McKinsey fordert umfassende Änderungen bei Versicherern

„Schon vor dem 11. September war die Expansion am Ende“ McKinsey & Co

Die großen europäischen Versicherer werden schwere Probleme haben, die aus den letzten Jahren gewohnten Zuwächse bei Umsatz und Gewinn aufrecht zu erhalten, wenn sie im operativen Geschäft nicht grundlegende Änderungen vornehmen. Das erklärt das Beratungsunternehmen McKinsey.

Mit der Studie über europäische Versicherer verfolgt McKinsey natürlich auch eigene Interessen. Schließlich lebt das Consulting-Unternehmen von der Beratung bei weit reichenden Umbauten von der Art, wie sie angemahnt werden. Dennoch sind die Ergebnisse erwähnenswert.

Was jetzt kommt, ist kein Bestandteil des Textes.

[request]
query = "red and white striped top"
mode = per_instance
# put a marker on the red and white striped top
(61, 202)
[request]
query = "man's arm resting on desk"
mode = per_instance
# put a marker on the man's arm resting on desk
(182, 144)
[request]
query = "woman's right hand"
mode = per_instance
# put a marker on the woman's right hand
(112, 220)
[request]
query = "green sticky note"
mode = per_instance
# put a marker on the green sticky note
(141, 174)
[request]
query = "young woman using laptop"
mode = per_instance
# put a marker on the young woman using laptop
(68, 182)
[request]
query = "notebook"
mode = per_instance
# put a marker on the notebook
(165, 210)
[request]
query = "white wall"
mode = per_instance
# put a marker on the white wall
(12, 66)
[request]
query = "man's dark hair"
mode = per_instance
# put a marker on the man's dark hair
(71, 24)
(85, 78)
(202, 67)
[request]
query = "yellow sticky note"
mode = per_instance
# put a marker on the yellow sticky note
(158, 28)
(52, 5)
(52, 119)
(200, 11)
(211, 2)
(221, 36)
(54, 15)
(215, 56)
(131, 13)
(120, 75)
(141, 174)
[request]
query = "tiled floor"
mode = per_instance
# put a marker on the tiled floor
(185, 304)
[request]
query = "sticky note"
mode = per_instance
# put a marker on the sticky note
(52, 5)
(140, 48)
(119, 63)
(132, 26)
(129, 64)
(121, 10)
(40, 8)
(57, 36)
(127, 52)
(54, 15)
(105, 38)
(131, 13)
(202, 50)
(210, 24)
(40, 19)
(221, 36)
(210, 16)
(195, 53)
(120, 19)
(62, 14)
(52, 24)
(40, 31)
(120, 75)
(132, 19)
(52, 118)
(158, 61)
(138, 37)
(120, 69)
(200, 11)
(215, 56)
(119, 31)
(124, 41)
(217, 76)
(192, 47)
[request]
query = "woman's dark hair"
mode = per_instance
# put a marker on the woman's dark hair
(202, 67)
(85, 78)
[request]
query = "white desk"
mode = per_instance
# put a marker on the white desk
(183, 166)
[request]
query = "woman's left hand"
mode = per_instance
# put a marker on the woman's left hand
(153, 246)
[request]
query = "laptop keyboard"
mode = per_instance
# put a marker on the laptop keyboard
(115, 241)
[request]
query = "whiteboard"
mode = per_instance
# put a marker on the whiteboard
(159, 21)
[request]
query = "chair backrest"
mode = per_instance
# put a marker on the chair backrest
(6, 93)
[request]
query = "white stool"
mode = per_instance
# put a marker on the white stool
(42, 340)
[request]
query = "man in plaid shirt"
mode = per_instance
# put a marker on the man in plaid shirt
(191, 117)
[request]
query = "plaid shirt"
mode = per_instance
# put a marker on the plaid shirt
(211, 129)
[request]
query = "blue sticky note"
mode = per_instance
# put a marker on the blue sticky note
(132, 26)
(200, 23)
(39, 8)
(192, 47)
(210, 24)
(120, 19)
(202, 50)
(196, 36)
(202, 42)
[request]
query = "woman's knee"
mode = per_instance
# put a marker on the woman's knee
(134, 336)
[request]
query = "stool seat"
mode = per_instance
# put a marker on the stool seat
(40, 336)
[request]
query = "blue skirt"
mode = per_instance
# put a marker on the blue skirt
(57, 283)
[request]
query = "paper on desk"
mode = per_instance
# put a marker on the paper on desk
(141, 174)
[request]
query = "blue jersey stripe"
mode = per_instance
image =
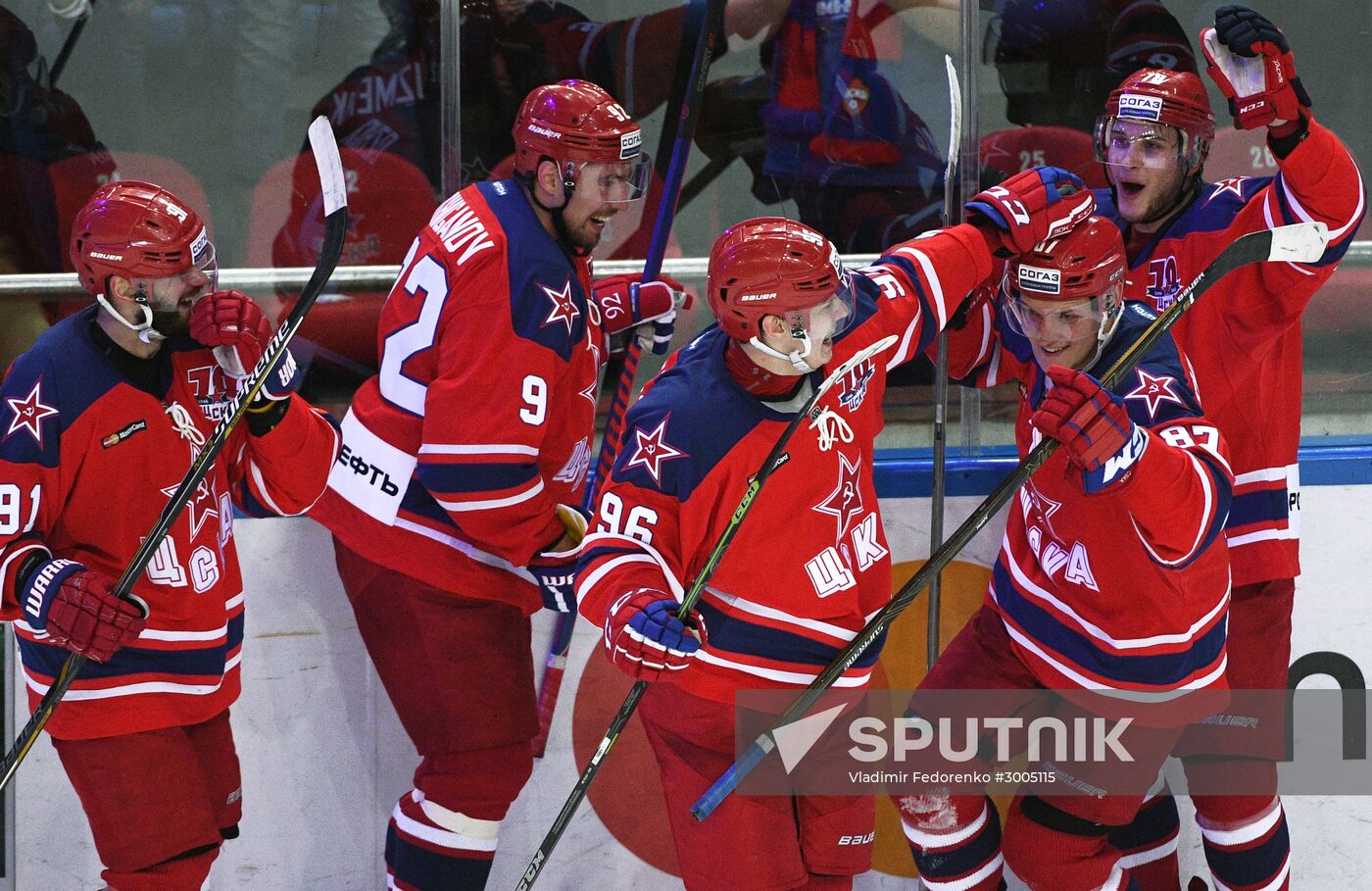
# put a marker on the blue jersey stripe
(733, 633)
(47, 661)
(1163, 670)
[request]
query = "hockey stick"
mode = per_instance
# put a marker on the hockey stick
(936, 496)
(1302, 242)
(679, 129)
(626, 710)
(335, 226)
(69, 44)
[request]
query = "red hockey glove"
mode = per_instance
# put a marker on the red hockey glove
(1031, 208)
(626, 304)
(1093, 424)
(647, 640)
(556, 569)
(232, 324)
(75, 609)
(1250, 61)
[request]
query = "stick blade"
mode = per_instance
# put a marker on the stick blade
(1299, 243)
(329, 165)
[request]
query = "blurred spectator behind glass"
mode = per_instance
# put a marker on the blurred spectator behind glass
(38, 126)
(1056, 62)
(841, 141)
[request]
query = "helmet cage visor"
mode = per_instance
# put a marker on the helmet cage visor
(202, 274)
(1059, 322)
(1122, 143)
(614, 182)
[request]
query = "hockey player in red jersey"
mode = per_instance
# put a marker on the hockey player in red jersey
(1058, 64)
(449, 504)
(770, 618)
(99, 421)
(1245, 339)
(1111, 576)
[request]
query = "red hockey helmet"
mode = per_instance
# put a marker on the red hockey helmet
(1159, 98)
(573, 124)
(1069, 288)
(777, 267)
(137, 231)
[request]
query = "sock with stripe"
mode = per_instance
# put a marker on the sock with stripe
(432, 849)
(956, 840)
(1246, 842)
(1149, 845)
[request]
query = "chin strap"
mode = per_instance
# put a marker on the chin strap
(795, 357)
(146, 331)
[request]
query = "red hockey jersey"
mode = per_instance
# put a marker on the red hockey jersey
(1245, 334)
(809, 565)
(480, 419)
(1122, 589)
(86, 465)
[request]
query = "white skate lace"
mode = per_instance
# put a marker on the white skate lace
(832, 428)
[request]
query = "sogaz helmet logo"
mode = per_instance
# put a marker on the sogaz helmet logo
(1040, 280)
(198, 246)
(1138, 106)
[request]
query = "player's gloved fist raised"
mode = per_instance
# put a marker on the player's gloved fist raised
(1250, 59)
(1093, 424)
(239, 331)
(647, 640)
(556, 568)
(627, 304)
(1031, 208)
(77, 610)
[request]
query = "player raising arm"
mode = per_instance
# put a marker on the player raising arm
(1245, 339)
(805, 572)
(1111, 575)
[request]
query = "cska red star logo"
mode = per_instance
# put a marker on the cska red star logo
(844, 501)
(1035, 503)
(651, 449)
(1232, 184)
(1154, 391)
(201, 507)
(29, 414)
(564, 309)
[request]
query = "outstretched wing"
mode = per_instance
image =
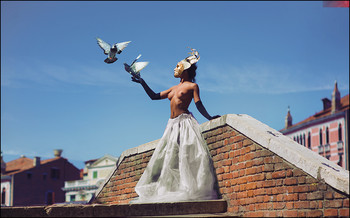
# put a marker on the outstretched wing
(122, 45)
(104, 45)
(138, 66)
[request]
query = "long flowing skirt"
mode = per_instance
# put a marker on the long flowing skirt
(180, 168)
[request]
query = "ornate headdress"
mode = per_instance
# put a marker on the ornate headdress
(194, 58)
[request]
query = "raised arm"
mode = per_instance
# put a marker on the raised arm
(149, 91)
(199, 104)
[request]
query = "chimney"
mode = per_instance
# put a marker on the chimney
(326, 103)
(288, 120)
(36, 161)
(3, 166)
(335, 98)
(57, 152)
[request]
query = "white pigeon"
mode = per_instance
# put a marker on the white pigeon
(135, 67)
(111, 51)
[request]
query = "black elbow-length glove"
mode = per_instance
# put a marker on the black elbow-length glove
(203, 111)
(149, 91)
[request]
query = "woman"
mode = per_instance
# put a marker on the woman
(180, 168)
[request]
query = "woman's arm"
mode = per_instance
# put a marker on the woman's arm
(149, 91)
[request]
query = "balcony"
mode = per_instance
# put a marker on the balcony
(340, 145)
(327, 148)
(320, 149)
(76, 185)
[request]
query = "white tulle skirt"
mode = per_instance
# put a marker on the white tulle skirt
(180, 168)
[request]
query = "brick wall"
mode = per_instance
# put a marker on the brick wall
(253, 180)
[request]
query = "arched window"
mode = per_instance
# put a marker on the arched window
(340, 138)
(3, 196)
(321, 142)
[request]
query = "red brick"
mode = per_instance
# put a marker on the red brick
(338, 195)
(260, 191)
(268, 167)
(315, 195)
(330, 212)
(278, 174)
(270, 214)
(344, 212)
(250, 171)
(328, 195)
(269, 183)
(333, 203)
(301, 204)
(302, 196)
(291, 197)
(258, 177)
(258, 161)
(301, 179)
(301, 188)
(279, 190)
(247, 142)
(289, 205)
(279, 205)
(290, 213)
(251, 186)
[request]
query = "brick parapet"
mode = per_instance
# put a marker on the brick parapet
(254, 180)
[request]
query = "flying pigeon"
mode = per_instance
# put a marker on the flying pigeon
(135, 67)
(111, 51)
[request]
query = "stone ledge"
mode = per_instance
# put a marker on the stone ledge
(192, 208)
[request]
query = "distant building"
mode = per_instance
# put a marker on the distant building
(29, 182)
(94, 174)
(325, 132)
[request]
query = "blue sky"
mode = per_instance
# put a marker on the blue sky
(256, 58)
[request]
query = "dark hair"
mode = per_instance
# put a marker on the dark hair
(192, 72)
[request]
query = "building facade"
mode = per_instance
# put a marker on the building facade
(94, 174)
(30, 182)
(325, 132)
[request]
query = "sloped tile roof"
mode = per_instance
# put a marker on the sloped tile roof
(344, 105)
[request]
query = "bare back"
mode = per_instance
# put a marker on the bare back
(180, 97)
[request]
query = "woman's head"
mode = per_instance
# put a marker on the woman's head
(191, 71)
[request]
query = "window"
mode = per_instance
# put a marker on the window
(3, 196)
(55, 173)
(321, 137)
(339, 132)
(50, 196)
(29, 175)
(340, 162)
(72, 198)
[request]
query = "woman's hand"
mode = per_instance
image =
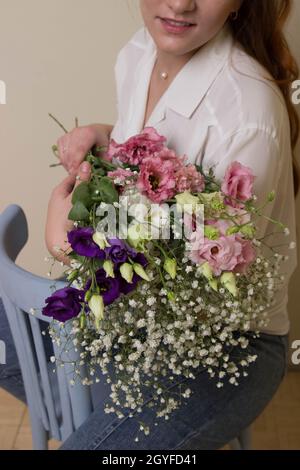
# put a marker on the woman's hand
(73, 146)
(59, 206)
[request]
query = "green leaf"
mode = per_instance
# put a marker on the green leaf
(107, 189)
(82, 194)
(79, 212)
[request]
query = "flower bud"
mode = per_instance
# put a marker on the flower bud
(126, 271)
(170, 266)
(139, 270)
(108, 267)
(100, 240)
(96, 305)
(229, 282)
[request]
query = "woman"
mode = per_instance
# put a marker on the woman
(217, 87)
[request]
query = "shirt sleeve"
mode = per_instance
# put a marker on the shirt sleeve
(259, 150)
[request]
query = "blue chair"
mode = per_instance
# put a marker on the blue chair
(56, 408)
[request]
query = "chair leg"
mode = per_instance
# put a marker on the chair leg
(245, 439)
(39, 433)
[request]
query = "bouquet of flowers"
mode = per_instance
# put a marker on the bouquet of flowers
(166, 275)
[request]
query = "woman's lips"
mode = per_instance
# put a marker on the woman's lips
(175, 27)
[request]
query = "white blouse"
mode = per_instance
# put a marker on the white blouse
(220, 107)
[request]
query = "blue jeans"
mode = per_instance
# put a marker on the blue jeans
(209, 419)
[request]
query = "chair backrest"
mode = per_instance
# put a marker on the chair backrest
(21, 292)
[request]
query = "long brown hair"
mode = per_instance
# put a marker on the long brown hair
(259, 28)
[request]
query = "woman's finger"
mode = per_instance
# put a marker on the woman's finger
(84, 173)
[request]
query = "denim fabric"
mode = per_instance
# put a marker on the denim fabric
(210, 418)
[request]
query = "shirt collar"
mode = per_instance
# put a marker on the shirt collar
(188, 88)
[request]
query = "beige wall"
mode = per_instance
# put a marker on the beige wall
(57, 56)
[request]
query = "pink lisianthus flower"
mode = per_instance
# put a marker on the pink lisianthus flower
(157, 179)
(238, 184)
(120, 175)
(189, 179)
(227, 253)
(138, 147)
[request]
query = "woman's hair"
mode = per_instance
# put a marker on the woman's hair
(259, 29)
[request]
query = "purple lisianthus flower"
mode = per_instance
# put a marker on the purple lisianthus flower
(81, 241)
(64, 304)
(109, 287)
(118, 251)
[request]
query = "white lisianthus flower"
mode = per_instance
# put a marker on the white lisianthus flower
(187, 202)
(100, 240)
(96, 305)
(126, 271)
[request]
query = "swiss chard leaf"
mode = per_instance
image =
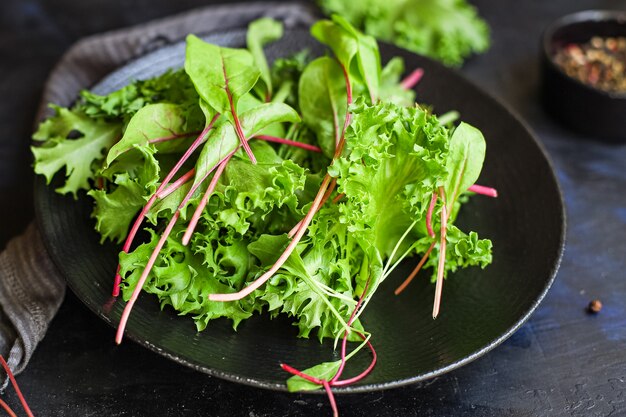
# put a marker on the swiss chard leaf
(323, 371)
(223, 139)
(221, 75)
(357, 53)
(323, 101)
(154, 121)
(465, 161)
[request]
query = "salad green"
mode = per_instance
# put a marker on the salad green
(293, 188)
(446, 30)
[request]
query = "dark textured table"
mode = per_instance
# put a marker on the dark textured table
(562, 362)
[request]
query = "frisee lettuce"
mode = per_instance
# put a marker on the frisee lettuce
(368, 194)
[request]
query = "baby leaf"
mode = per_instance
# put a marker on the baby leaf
(465, 160)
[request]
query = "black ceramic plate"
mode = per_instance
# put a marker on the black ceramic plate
(480, 309)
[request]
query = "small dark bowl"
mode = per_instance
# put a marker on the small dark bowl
(586, 109)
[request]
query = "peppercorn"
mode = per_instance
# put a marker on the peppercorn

Die großen Versicherer haben in den letzten Jahren vor allem durch Übernahmen zugelegt und nicht durch organisches Wachstum. „Gestützt auf den Börsenboom, vor sich eine Reihe von großen, reifen Übernahmekandidaten, und angetrieben vom Deregulierungsklima konnten die jeweiligen nationalen Marktführer sowohl beim Umsatz wie beim Gewinn Jahr für Jahr zulegen“, schreiben die Autoren Michael Ollmann und Ulf Redanz. „Schon vor den katastrophalen, tragischen Ereignissen des 11. Septembers näherte sich diese überschäumende Expansion ihrem Ende.“

In den Jahren 1994 bis 1999 erreichten die führenden europäischen Versicherer Wachstumsraten von 20 bis 30 Prozent – fast ausschließlich durch Übernahmen. In der selben Zeit wuchs der gesamte Sachversicherungsmarkt nur um 2,1 Prozent.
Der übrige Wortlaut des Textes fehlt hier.